I have a 5.1 system but don't have the rear speakers hooked up as I have to re-wire. Just have fronts and subwoofer connected.

I assume it is a setting somewhere, but I can't find it. Anyone have any ideas?


----------



## rab-byte (Feb 1, 2011)

First thing to do is to turn HDMI-CEC off on your devices. Often this will solve your issues with power toggles. 

You can test if this is the problem by unplugging your HDMI cable from the TV and powering everything on. If it doesn't shut down your AVR then that's the most likely problem.


----------



## jkabs (Mar 17, 2013)

About 2 weeks ago, I signed up for a site that called itself something like "the official Pioneer site." I asked this same question and got zero replies.

I posted the question yesterday, got a reply this morning, tried it and it fixed the problem/

I am convinced, this is THE place for help.

Thanks.:clap:


----------



## JQueen (Jan 11, 2012)

Glad to see the issue was resolved A+ to Rab-Byte and Welcome to the Shack!!


----------



## hjones4841 (Jan 21, 2009)

jkabs said:


> I am convinced, this is THE place for help.
> 
> Thanks.:clap:


Well, we try.
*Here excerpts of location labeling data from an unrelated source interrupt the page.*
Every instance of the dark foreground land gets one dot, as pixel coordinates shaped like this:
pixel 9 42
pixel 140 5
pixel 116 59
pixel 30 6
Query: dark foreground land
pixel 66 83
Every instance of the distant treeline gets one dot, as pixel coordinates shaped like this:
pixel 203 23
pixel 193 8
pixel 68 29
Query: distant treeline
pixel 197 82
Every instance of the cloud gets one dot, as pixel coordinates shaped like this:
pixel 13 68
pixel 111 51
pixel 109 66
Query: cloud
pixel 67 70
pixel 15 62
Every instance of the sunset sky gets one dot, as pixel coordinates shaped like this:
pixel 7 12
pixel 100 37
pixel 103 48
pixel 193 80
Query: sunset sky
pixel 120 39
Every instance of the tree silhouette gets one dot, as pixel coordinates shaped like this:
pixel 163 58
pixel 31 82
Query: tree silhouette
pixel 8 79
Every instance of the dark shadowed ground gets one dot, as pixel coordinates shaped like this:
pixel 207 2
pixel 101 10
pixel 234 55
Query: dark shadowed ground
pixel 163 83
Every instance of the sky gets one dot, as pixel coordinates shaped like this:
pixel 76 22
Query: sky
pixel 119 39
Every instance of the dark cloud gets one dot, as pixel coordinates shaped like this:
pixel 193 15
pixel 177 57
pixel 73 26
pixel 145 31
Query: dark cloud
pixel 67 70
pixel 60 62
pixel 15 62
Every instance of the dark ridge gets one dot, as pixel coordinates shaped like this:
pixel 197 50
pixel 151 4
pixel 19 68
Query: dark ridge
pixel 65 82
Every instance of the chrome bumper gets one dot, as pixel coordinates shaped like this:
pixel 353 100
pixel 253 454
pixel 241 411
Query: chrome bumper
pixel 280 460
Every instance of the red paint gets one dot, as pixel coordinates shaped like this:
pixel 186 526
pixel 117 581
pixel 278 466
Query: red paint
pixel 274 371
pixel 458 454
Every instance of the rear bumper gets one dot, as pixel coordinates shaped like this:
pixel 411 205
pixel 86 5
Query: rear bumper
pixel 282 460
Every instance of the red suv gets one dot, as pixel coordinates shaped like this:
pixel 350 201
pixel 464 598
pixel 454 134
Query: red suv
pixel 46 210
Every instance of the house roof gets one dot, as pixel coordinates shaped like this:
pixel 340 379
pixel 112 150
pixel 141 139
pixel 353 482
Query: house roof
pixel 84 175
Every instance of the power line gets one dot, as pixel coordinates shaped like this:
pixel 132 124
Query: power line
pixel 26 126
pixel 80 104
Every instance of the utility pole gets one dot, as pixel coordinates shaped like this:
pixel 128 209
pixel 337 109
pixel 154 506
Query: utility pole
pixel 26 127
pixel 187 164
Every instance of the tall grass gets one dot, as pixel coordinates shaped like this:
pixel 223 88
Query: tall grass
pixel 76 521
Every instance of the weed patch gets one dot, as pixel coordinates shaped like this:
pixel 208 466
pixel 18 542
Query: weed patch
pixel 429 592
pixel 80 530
Glad that it worked for you.


----------



## rab-byte (Feb 1, 2011)

Awww.......Shucks.....:blush:


----------



## rab-byte (Feb 1, 2011)

You may want to look into getting a harmony remote. Their easy to program and will operate all you're equipment. You can find the relatively cheap online for refurbished ones or local retailers sometimes have them open box. 

The 650 and up offer custom buttons so you can have stereo/surround buttons programmed.


----------